Fleas can be a common problem in the home this time of year.  Carpets and upholstery can be a prime breeding habitat.  One way used by many people to rid their home of the pests is a pesticide fogger; also known as a bug bomb.  Sunny Jones with the Oregon Department of Agriculture’s pesticide program says that poses a variety of hazards.  Earlier this spring a home in Brookings was destroyed by explosion and fire when the resident used several foggers at once.  Nobody was hurt, but Jones said it points out the need to follow instructions.  She says there can be a simple alternative.

Sunny Jones – “Vacuuming your carpets well can help pull up, for example, flea eggs, which is typically what somebody might be using an indoor fogger for– they have concerns about fleas.
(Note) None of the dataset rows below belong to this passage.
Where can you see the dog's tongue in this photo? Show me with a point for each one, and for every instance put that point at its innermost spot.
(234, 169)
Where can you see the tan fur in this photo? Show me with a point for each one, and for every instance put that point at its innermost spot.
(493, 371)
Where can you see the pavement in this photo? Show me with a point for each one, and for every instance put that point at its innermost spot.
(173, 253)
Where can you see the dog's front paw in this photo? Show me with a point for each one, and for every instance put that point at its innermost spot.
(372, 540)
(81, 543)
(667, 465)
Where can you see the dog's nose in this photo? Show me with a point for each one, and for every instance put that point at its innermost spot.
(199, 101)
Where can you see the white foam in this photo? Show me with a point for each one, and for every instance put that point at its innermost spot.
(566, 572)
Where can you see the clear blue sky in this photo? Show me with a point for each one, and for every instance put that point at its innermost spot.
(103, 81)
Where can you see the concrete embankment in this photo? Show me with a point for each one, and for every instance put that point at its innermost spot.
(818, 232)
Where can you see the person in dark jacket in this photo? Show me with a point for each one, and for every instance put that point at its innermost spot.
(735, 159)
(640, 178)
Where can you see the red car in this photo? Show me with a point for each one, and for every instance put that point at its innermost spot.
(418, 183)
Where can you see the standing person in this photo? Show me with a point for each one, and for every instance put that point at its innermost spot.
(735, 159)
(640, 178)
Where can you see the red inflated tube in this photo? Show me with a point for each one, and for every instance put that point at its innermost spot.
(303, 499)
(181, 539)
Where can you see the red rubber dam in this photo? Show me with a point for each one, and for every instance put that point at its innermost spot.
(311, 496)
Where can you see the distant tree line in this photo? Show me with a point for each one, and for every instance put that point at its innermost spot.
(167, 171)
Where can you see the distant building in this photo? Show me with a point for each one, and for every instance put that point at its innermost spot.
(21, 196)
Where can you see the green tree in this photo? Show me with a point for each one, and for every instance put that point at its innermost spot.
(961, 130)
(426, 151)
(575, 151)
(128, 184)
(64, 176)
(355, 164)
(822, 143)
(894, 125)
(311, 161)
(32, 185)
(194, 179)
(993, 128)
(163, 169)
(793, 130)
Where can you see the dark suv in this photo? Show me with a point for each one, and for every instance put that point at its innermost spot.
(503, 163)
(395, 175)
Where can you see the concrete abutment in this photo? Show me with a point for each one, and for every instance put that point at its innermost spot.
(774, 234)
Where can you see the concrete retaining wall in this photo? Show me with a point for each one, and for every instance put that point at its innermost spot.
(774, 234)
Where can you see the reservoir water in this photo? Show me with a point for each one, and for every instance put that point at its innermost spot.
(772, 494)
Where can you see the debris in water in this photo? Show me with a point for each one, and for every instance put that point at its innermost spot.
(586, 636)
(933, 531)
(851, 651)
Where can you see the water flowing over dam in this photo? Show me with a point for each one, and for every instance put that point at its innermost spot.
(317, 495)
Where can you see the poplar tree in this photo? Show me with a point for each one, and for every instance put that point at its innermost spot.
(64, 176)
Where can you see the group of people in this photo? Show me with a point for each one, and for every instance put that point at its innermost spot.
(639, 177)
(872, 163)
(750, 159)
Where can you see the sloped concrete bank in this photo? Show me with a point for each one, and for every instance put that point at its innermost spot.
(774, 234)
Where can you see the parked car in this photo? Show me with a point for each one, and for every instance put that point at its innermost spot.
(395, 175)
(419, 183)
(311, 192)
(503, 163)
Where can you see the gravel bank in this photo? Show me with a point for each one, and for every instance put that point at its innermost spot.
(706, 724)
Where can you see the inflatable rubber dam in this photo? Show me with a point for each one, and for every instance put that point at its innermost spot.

You might consider treating your pets so that you don’t have fleas on the animals to begin with.”  

Illnesses associated with exposure to the pesticide can be far more common… that’s why following the label instructions or even consulting a pest control expert could be a better alternative.

What’s that?

Florence police officer Shawn Morgan spotted the car last Thursday evening… it was driving too fast.  When he pulled the vehicle over, it appeared to him that the driver was intoxicated.  There was also something else bothering the officer.  Several items in the car caused him to believe the driver did not own it.

He didn’t.

A check with the Newport Police Department confirmed the car had just been reported stolen from outside a restaurant in that community.  As 40-year old David Wooten was being taken into custody, he was also asked about a set of golf clubs found in the trunk.

Morgan asked Wooten if he played.  The man replied “yeah, and I’m good”.  The officer asked him what his handicap was.  The response:  “I have poor circulation in my right leg”.